Close to half of all site visits made in the Republic last year by multinationals looking to set up or expand operations were to locations in Dublin.
Recently released figures show 607 IDA-assisted site visits took place in 2018, of which 269 were in the capital. This is equivalent to 44.3 per cent of all visits made during the year.
The data reveals that 17 of the Republic’s 26 counties received 10 or fewer foreign investment-related visits , with Co Wicklow attracting just one investor.
The county-by-county breakdown of IDA-assisted visits was provided to Billy Kelleher, Fianna Fáil’s spokesman on Jobs, Enterprise and Innovation, in response to a recent parliamentary question.
The figures show Co Cork drew the second-largest number of visitors last year after Dublin with 61 visits. It was followed by Co Galway with 54 visits. Rounding out the top five locations visited by multinationals were Limerick and Westmeath with 35 and 22 visits respectively.

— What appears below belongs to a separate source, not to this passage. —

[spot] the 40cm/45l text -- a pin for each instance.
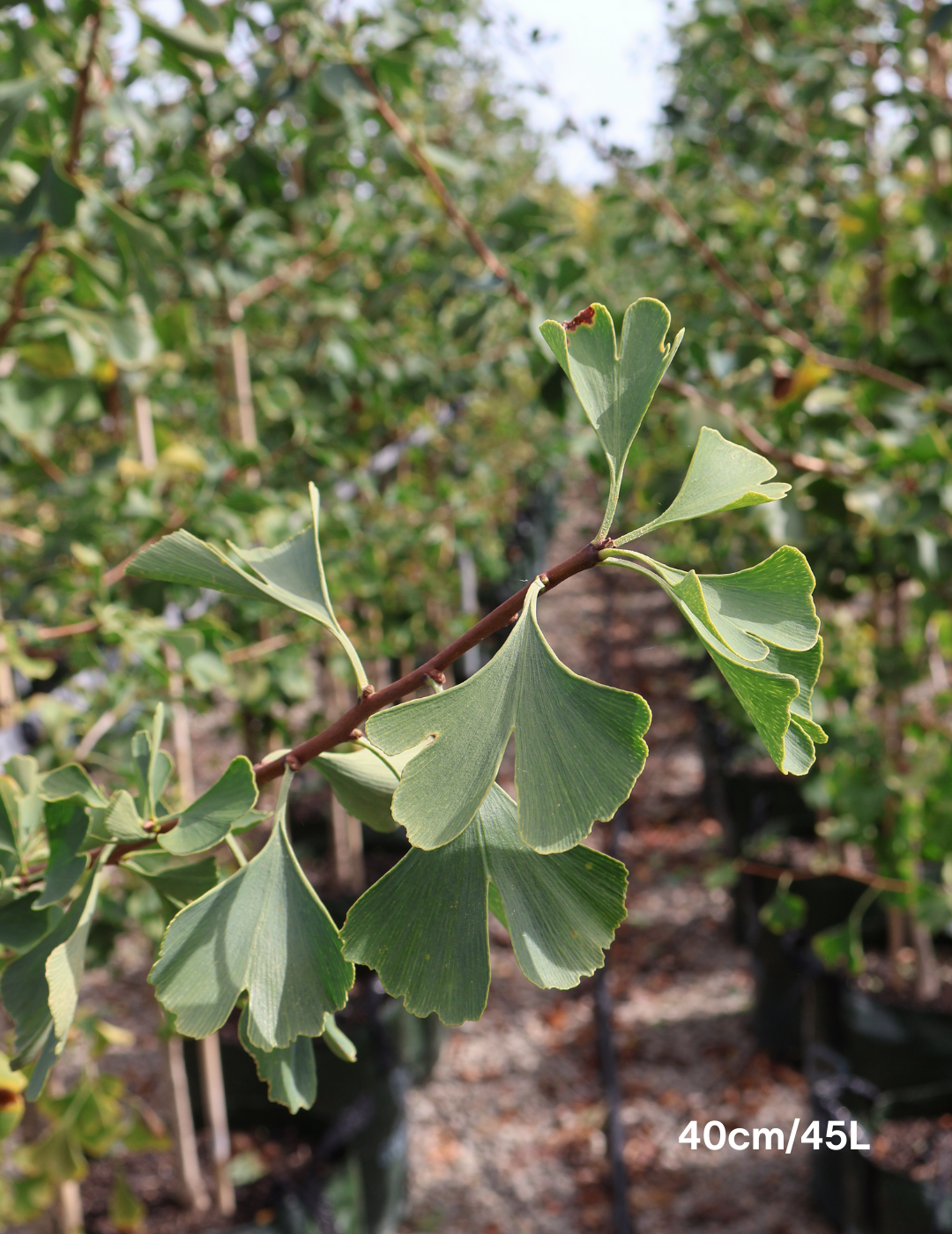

Co Wicklow was bottom of the list but many other counties also failed to attract large numbers of investors. Just two site visits took place in Co Cavan and there were three apiece for counties Wexford, Roscommon and Monaghan.
Other counties to receive 10 or fewer IDA-assisted visits were Carlow, Donegal, Kerry, Kildare, Kilkenny, Laois, Leitrim, Longford, Mayo, Meath, Offaly and Tipperary.
In providing the breakdown, Minister for Business, Enterprise and Innovation Heather Humphreys said the IDA did everything it could, whether through site visits or through direct engagement with potential clients, to encourage overseas firms to locate or expand in regional areas. She acknowledged that final investment decisions lay solely with individual companies.
IDA Ireland declined a request by The Irish Times for a county-by-county breakdown of site visits made in prior years. It said it did not provide such figures because it marketed regional gateways to foreign investors, rather than individual counties.
“Using county-by-county site visit numbers to measure IDA activity is entirely reductive and demonstrates a complete misunderstanding of the patterns and complexities of foreign investment in our regions,” said Kevin Sammon, the State body’s director of global communications.
“Ireland is a small country competing globally for investment. Companies that are investing into our regions are interested in talent, track record and infrastructure; they are not taking decisions based on county boundaries,” he added.
The lack of investments made in some counties has long been a bone of contention, with some politicians from outside of Dublin claiming there is a two-tier approach to regional job creation.
Last week , the Minister of State for Enterprise John Halligan told the Dáil that the IDA could not “force or cajole” companies investing in Ireland to locate their businesses outside Dublin or other cities.
According to its annual report, IDA Ireland delivered 113 regional investments in 2018 with 56 per cent of net new jobs created outside the capital. The past four years have seen 44,500 new foreign direct investment jobs created away from Dublin.